Le parcours s’attache encore à déployer une forme inédite de positionnement, celle qui se répand au tournant du siècle à travers un phénomène croissant d’intrusion et d’implication, en tant que photographes, des femmes dans la sphère publique. Soutenu par l’émergence de la figure anglo-saxonne de la New Woman indépendante et progressiste, celui-ci signe la conquête des territoires, jusqu’alors réservés aux hommes, de l’autre et du politique: praticiennes d’atelier mais aussi pionnières du reportage amateur ou professionnel, les photographes sont de plus en plus nombreuses à prendre part, à travers leurs images, à la question des minorités sociales ou ethniques, à celle de l’éducation, à la lutte pour les droits civiques des femmes ou à la représentation des événements de la Grande Guerre.
2eme partie : 1918-1945 – Musée d’Orsay
Au lendemain de la Première Guerre mondiale, nombreuses sont les photographes femmes qui participent à la naissance de la photographie moderne et à l'effervescence créative qui caractérise la période de l'entre-deux-
guerres. Elles contribuent activement à l'institutionnalisation du champ et accèdent ainsi à une forme de légitimité : organisation d'expositions, création d'écoles, constitution de réseaux d'apprentissage et d'entraide, direction de studios commerciaux, mise sur pied d'agences, prise en charge de l'histoire du médium par l'écriture d'articles et d'ouvrages pratiques et théoriques. Être photographe devient pour elles un métier aux multiples facettes et applications. L'interpénétration de ces pratiques, ainsi que la mobilité géographique à l'échelle internationale rendent désormais en grande partie caduques les formes académiques.
Si les femmes s'inscrivent dans une forme de continuité avec celles qui les ont précédées en pratiquant encore les genres qui leur ont été traditionnellement dévolus (portrait, botanique, théâtre de l'intime), elles subvertissent et transgressent de plus en plus les codes artistiques et sociaux, introduisant volontiers un regard critique et distancié sur leur statut inférieur et sur les relations de domination entre les sexes.

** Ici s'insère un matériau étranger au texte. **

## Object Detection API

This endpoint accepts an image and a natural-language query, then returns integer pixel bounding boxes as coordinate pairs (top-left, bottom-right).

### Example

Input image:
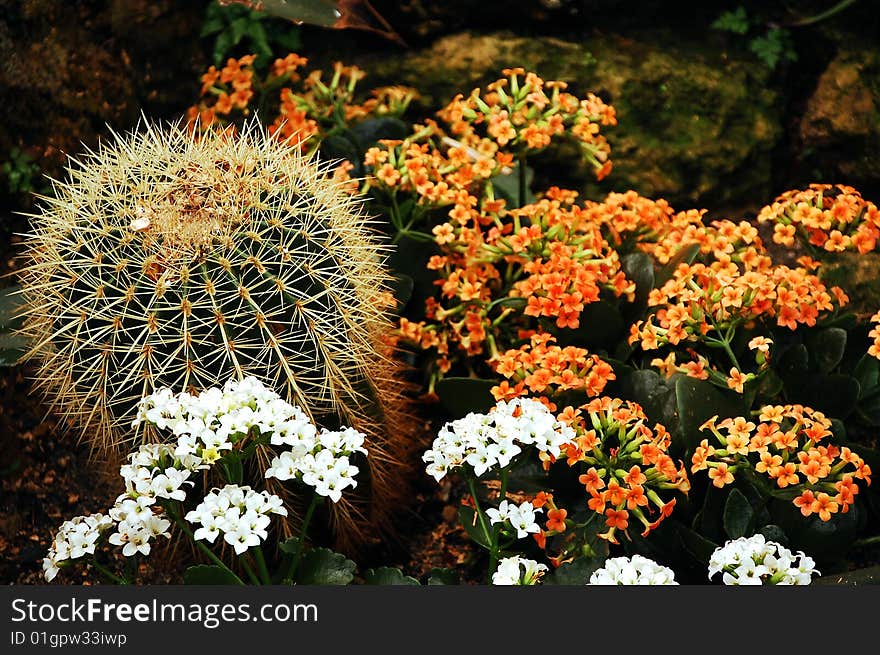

Munies de leur appareil, elles pénètrent le monde politique, vont sur le théâtre de la guerre, s'aventurent seules dans des contrées exotiques : leur statut de photographe leur permet ainsi d'investir des espaces jusque là peu fréquentés par les femmes, voire interdits à elles.
© Agnès Verel
Aussi le parcours de la seconde partie de l’exposition est-il scandé par trois sections thématiques : Le détournement des codes, Autoportrait, auto-représentation et mise en scène de soi et la conquête des nouveaux marchés de l’image. (Germaine Krull, Margaret Bourke-White, Tina Modotti, Barbara Morgan, Gerda Taro, Dorothea Lange).